Not the first time this has happened, but recently the Snap store from Canonical hosted a scam bitcoin app that claimed to be Exodus wallet that caused a user to lose money.
Interesting, but also a little bit of history: almost every time Ubuntu goes off and does its own thing, not including the rest of the Linux community in its decisions, it ends up designing stuff that never gets adopted and becomes a nightmare to deal with. Remember Upstart? Remember Mir? Its annoying to see them have done it again. Just drop snap already, in favor of more popular solutions, like flatpak.
almost every time Ubuntu goes off and does its own thing, not including the rest of the Linux community in its decisions, it ends up designing stuff that never gets adopted
This is something I like about Debian… They don’t make changes unless it’s really necessary. I run it on all my servers, except an Unraid server.

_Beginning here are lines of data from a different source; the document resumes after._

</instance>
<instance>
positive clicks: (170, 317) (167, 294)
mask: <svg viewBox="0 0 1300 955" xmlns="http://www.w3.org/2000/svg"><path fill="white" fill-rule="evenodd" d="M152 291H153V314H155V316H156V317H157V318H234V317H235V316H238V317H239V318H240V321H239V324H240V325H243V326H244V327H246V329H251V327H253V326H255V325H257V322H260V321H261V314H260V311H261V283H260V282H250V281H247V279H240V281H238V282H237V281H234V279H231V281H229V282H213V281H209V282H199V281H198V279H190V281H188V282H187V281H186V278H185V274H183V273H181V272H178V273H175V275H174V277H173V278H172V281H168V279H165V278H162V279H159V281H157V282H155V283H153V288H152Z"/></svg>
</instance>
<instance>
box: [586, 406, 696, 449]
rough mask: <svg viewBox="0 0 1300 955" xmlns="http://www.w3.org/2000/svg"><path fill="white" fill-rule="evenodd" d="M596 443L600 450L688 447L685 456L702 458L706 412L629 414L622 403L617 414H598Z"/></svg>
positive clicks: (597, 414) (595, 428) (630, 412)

Network config is still in /etc/network/interfaces in the same format it was in 20 years ago. When they adopted systemd, they still had full backwards compatibility with SysV init, and even today I think you can still uninstall systemd. It just keeps working.
Interesting, but also a little bit of history: almost every time Ubuntu goes off and does its own thing, not including the rest of the Linux community in its decisions, it ends up designing stuff that never gets adopted and becomes a nightmare to deal with. Remember Upstart? Remember Mir? Its annoying to see them have done it again. Just drop snap already, in favor of more popular solutions, like flatpak.
Remember Unity?
I wish I didn’t. 🤮
I liked Unity - they were doing so much customization to Gnome that it made sense for them to have their own DE.
But it’s dead again…
This is something I like about Debian… They don’t make changes unless it’s really necessary. I run it on all my servers, except an Unraid server. Network config is still in
/etc/network/interfaces
in the same format it was in 20 years ago. When they adopted systemd, they still had full backwards compatibility with SysV init, and even today I think you can still uninstall systemd. It just keeps working.Yeah, the worst implementation of it I had to deal with was a CentOS 6 system.
The best implementation I’ve used is probably my Chromebook.